The vectors of the N elements (w₁, . . . , w_N) representing the diagonal components of the diagonal matrix W are stored in a weight memory 803. This data is set by the weight setting unit 613. Since the i-th unit that stores x, and y, uses the i-th component w_i, it is required to switch the value of the signal SW for each unit 801. In FIG. 8, the signal line for supplying the signal SW to the unit 801 is omitted.

The temperature signal TE supplied from the temperature setting unit 615 is supplied to all the units 801. The function and configuration of the temperature signal follow the prior art. The signal line that supplies the signal TE to the unit 801 is omitted.

An interaction driver 804 alternately inputs signals for allowing the update of the variable x and a signal for allowing the update of the variable y to each unit 801. As a result, the variables x₁to x_Nare updated at the same time, and the variables y₁to y_Nare updated at the same time.

An SRAM interface 805 writes and reads to and from the memory that stores the variables of the units 801 generated by applying the circuit configuration of the SRAM. The variable read after the process is completed in the calculation system 500 is sent to the variable value reading unit 617. The variable value reading unit 617 obtains a solution to the mixed binary quadratic programming problem by outputting the read variable as a continuous value or a binary value based on the domain data 603.

The controller 806 initializes the calculation system 500 and reports the end of the process according to the instruction of the interaction calculation execution unit 616.

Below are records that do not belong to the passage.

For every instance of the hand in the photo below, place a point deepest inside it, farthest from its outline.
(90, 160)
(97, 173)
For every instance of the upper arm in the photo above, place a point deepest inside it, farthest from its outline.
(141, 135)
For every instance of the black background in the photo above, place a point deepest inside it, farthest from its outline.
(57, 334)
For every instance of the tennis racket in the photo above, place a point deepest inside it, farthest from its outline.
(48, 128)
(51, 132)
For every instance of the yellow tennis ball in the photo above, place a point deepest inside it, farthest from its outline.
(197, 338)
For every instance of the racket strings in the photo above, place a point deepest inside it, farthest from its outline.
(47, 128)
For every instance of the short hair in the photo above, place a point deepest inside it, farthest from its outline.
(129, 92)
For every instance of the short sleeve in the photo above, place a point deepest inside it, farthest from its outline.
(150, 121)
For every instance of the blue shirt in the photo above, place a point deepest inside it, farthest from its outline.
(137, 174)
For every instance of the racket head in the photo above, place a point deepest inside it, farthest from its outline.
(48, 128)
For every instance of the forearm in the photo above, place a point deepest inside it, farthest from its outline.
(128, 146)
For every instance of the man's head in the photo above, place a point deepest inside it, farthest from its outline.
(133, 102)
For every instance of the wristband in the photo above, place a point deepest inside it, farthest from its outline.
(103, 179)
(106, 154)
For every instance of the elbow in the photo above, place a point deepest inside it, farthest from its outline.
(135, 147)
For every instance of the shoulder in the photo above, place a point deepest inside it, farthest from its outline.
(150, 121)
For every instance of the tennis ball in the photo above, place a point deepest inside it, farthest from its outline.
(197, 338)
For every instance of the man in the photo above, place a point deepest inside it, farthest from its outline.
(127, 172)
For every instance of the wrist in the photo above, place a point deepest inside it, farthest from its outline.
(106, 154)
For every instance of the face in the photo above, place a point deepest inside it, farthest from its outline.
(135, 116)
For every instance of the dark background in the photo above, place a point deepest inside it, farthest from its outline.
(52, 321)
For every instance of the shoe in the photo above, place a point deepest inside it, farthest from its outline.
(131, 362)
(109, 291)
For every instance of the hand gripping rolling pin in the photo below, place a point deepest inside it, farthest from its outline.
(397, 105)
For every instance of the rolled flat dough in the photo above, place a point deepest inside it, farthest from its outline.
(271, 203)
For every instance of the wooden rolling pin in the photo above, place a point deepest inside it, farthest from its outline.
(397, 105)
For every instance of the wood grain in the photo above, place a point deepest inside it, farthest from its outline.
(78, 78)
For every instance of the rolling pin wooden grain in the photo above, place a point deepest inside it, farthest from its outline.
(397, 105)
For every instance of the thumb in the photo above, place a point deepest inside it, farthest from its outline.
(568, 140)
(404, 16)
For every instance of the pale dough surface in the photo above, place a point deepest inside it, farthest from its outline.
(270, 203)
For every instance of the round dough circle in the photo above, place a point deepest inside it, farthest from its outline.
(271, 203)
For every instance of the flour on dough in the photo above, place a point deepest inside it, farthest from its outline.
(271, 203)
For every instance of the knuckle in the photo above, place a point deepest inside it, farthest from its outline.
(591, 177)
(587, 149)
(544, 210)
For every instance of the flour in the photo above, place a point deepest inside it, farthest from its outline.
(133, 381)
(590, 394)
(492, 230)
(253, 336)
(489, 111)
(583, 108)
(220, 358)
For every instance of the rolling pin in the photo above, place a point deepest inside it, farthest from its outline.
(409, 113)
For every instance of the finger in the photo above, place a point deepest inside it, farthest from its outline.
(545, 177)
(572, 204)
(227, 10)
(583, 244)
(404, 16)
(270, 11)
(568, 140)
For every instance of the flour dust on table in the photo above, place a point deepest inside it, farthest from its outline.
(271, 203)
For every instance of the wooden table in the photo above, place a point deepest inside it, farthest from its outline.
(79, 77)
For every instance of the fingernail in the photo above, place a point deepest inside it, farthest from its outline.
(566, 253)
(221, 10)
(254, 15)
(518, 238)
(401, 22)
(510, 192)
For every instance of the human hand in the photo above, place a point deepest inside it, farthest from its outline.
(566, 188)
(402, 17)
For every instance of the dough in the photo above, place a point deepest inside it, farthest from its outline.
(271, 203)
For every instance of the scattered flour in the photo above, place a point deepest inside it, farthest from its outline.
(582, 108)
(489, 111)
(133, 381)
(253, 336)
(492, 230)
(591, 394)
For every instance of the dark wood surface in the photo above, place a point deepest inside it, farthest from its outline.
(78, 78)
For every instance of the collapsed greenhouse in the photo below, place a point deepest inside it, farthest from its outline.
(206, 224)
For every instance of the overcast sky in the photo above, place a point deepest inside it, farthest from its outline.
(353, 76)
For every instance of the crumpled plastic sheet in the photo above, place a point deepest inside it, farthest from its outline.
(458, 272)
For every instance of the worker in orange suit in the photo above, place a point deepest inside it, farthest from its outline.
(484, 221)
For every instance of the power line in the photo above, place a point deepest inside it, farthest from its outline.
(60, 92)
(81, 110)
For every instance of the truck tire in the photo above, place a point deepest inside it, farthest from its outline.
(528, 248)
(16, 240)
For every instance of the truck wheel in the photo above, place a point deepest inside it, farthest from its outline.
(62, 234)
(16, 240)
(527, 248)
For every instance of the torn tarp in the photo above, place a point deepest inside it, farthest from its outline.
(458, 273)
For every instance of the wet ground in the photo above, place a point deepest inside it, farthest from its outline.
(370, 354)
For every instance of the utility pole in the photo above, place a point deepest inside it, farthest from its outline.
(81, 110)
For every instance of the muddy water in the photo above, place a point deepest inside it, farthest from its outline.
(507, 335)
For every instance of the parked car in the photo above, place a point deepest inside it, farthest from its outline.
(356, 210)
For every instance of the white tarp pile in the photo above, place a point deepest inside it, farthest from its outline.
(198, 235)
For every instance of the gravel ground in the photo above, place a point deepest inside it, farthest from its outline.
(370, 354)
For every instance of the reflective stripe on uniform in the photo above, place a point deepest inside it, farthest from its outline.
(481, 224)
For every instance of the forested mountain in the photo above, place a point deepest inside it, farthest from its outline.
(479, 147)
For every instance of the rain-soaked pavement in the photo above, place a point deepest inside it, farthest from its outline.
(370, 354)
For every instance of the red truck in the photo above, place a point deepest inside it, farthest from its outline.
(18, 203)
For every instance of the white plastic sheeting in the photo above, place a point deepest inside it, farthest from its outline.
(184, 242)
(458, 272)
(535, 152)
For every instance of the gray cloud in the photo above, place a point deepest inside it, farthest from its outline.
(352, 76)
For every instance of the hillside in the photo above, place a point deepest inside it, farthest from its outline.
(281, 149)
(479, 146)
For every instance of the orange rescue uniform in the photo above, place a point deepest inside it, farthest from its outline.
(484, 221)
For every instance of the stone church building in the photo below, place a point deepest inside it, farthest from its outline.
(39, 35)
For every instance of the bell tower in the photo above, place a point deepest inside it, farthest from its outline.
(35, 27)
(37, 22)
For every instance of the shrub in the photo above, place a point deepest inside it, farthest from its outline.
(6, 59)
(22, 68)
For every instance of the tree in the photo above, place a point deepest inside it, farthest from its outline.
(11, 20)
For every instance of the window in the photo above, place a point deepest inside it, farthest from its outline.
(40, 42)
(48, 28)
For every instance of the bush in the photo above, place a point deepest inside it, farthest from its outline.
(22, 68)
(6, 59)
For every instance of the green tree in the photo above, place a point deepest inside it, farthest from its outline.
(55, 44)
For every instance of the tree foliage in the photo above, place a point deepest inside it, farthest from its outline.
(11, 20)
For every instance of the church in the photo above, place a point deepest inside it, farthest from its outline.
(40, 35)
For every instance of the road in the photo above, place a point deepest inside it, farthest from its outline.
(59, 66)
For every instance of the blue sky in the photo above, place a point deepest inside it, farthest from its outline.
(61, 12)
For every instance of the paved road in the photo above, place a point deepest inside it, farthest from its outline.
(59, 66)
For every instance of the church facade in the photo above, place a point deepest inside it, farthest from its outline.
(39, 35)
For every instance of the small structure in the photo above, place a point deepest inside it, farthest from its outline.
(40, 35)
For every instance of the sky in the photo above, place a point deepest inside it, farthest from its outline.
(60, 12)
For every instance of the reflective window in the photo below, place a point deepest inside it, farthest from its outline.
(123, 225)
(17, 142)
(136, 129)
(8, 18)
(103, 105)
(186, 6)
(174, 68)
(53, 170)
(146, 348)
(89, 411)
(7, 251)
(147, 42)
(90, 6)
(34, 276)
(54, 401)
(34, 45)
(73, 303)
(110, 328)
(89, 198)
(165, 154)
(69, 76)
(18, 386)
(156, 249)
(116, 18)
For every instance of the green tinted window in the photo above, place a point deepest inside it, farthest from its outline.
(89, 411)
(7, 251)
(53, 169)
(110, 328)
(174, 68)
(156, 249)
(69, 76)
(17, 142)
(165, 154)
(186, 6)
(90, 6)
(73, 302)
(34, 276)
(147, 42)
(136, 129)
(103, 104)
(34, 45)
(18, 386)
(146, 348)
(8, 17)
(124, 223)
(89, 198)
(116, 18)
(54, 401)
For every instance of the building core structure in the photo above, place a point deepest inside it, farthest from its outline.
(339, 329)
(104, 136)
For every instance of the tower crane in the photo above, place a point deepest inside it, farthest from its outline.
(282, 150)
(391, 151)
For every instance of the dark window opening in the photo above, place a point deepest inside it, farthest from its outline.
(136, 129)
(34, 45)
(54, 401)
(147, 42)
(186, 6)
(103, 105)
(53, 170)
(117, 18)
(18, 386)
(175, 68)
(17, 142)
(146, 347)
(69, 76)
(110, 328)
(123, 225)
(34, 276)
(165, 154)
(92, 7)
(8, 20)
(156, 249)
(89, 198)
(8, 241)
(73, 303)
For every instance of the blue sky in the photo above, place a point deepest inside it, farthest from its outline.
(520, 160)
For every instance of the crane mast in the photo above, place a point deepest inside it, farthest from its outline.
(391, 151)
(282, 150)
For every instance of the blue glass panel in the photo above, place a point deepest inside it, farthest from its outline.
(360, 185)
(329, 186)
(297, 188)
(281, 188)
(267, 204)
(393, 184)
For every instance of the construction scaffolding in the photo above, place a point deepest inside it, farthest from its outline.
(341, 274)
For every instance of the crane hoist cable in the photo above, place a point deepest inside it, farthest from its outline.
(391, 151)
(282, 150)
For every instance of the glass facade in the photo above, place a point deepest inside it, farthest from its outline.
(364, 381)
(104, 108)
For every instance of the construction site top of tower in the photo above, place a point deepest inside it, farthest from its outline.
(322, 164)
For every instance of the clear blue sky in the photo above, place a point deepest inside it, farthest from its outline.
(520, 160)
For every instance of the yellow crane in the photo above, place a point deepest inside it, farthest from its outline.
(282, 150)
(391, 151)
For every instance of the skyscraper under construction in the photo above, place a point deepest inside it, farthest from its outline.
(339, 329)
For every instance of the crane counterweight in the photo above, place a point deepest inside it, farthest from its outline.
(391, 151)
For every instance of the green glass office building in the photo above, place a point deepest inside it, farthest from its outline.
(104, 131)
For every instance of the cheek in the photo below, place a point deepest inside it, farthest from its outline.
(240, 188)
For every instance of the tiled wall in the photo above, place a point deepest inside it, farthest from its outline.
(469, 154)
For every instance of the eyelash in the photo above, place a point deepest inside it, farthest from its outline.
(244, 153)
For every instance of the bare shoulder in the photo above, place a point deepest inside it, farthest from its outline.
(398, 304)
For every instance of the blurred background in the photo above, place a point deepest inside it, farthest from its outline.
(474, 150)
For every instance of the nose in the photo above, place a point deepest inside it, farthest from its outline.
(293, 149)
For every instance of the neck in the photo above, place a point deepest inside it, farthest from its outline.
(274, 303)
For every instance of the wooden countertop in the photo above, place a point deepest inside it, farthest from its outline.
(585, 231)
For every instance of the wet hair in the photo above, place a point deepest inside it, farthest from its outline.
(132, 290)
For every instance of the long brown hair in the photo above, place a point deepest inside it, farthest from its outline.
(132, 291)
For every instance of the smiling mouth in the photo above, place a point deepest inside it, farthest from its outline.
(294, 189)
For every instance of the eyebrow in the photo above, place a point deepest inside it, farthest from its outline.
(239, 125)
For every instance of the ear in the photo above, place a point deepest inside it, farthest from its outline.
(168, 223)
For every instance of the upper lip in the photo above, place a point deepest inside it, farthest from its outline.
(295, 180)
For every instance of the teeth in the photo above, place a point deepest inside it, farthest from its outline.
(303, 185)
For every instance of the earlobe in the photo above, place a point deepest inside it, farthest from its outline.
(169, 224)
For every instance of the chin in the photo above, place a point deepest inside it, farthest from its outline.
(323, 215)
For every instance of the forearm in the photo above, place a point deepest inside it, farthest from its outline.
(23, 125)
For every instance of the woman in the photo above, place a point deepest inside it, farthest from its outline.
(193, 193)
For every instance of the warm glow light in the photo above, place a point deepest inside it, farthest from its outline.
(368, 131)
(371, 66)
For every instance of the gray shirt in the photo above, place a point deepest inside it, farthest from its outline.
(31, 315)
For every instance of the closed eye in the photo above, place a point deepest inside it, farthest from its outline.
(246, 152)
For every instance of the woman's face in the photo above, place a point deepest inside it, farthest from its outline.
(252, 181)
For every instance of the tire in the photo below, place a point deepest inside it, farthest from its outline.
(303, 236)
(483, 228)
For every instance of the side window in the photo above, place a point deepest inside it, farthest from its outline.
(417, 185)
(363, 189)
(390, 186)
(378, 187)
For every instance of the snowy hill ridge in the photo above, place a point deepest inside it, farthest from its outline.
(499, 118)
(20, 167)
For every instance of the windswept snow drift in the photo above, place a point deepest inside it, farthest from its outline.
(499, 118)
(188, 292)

FIG. 15 is a block diagram of a unit constituting the calculation system upon which example implementations can be applied. Specifically, FIG. 15 is a diagram illustrating a circuit configuration example of one unit 801. The multi-value memory 901 that stores any one of the continuous variables x₁, . . . , x_Nand y₁, . . . , y_Nis included in one unit.

The difference calculation circuit 902 realizes the function of the difference calculation block 514. When the variable stored in the multi-valued memory 901 is any one of x₁, . . . , x_N, the vectors of (y₁, . . . , y_N) are input to the difference calculation circuit 902. When the variable stored in the multi-value memory 901 is any one of y₁, . . . , y_N, the vectors of (x₁, . . . , x_N) are input. These variable vectors are read and generated by an SRAM interface 805 from the multi-value memory 901 of another unit 801. Further, the N×N matrix J and the N-dimensional vector h, which are coefficients, are input. In addition, the weight w_iis input. The difference calculation circuit 902 outputs the value A_iof the i-th row of (J+diag(w₁, . . . , w_N)) s+h (s is a variable vector of x or y) with respect to these inputs.

A sampling circuit 903 realizes the function of the sampling block 515. The output A_i, the signal EN, the signal SW, the signal TE, and y_iif the variable stored in the multi-value memory 901 is x_i, or x_iif the variable stored in the multi-valued memory 901 is y_iare input to the sampling circuit 903. Then, the candidate of the next state of the variable is sampled from the existence probability p(s_i) of the variable s_i.

A state determination circuit 904 determines the next state of the variable based on one or a plurality of candidates output from the sampling circuit 903. In the state determination circuit 904, for example, when the over-relaxation method is followed, if a plurality of candidates are obtained from the sampling circuit 903, a candidate whose correlation with the state immediately before the multivalued memory 901 is negative is selected, and the next state is determined. The determined next state is stored in the multi-value memory 901.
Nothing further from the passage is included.